DataProcessor#

class sdgx.data_processors.base.DataProcessor[source]#

Bases: object

Base class for data processors.

_fit(metadata: Metadata | None = None, **kwargs: Dict[str, Any])[source]#

Fit the data processor.

Called before convert and reverse_convert.

Parameters:

metadata (Metadata, optional) – Metadata.

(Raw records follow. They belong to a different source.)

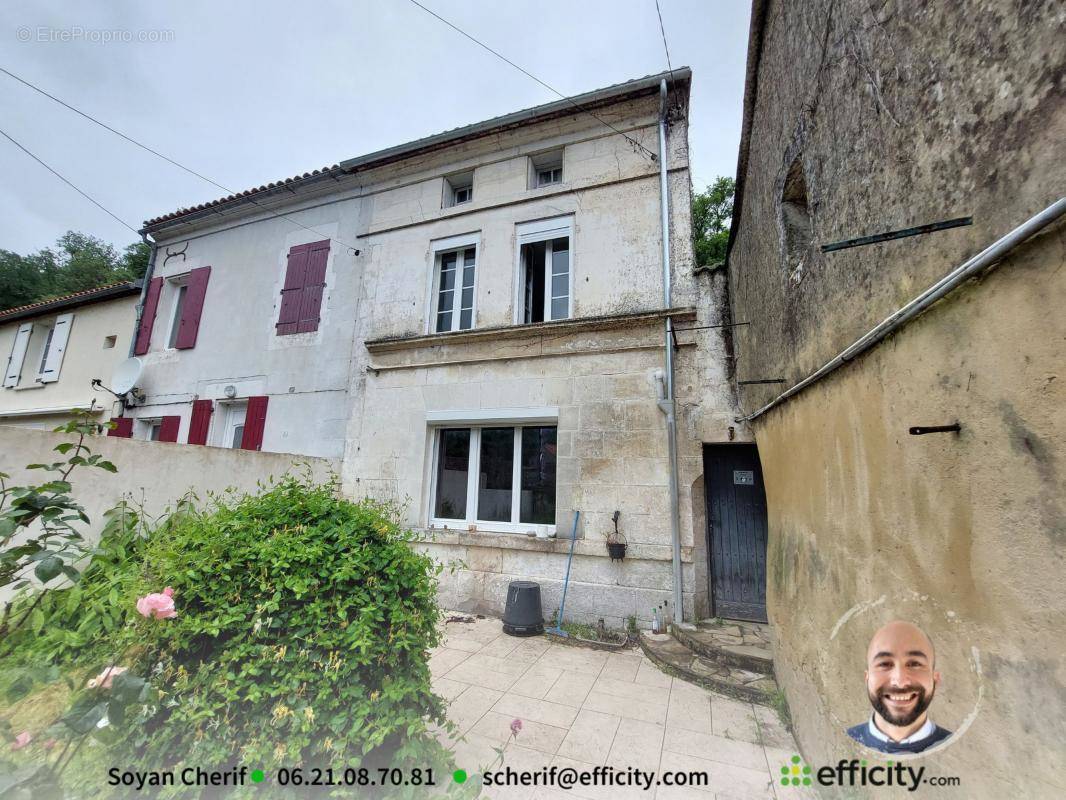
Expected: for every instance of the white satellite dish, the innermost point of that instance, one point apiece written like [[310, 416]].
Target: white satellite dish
[[126, 376]]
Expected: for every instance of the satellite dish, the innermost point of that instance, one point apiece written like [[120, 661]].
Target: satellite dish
[[126, 376]]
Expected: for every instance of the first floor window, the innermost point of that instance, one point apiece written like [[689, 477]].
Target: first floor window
[[455, 289], [501, 476]]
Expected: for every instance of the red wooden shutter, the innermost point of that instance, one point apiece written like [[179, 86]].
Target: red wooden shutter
[[168, 429], [124, 427], [255, 420], [315, 282], [191, 310], [292, 294], [200, 421], [148, 316]]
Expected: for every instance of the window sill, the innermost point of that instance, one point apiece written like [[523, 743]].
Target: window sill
[[528, 329]]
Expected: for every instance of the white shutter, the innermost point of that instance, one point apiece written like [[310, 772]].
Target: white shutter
[[53, 360], [14, 368]]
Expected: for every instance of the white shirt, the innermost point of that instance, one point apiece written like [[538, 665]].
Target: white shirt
[[923, 732]]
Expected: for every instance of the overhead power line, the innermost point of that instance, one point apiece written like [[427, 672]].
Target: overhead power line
[[525, 72], [156, 153], [662, 29], [87, 196]]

Defaults to None.

static attach_columns(tabular_data: DataFrame, new_columns: DataFrame) DataFrame[source]#

Attach additional columns to an existing DataFrame.

Parameters:
  • tabular_data (-) – The original DataFrame.

  • new_columns (-) – The DataFrame containing additional columns to be attached.

Returns:

The DataFrame with new_columns attached.

Return type:

  • result_data (pd.DataFrame)

Raises:

- ValueError – If the number of rows in tabular_data and new_columns are not the same.

check_fitted()[source]#

Check if the processor is fitted.

Raises:

SynthesizerProcessorError – If the processor is not fitted.

convert(raw_data: DataFrame) DataFrame[source]#

Convert raw data into processed data.

Parameters:

raw_data (pd.DataFrame) – Raw data

Returns:

Processed data

Return type:

pd.DataFrame

fit(metadata: Metadata | None = None, **kwargs: Dict[str, Any])[source]#
fitted = False#
static remove_columns(tabular_data: DataFrame, column_name_to_remove: list) DataFrame[source]#

Remove specified columns from the input tabular data.

Parameters:
  • tabular_data (-) – Processed tabular data

  • column_name_to_remove (-) – List of column names to be removed

Returns:

Tabular data with specified columns removed

Return type:

  • result_data (pd.DataFrame)

reverse_convert(processed_data: DataFrame) DataFrame[source]#

Convert processed data into raw data.

Parameters:

processed_data (pd.DataFrame) – Processed data

Returns:

Raw data

Return type:

pd.DataFrame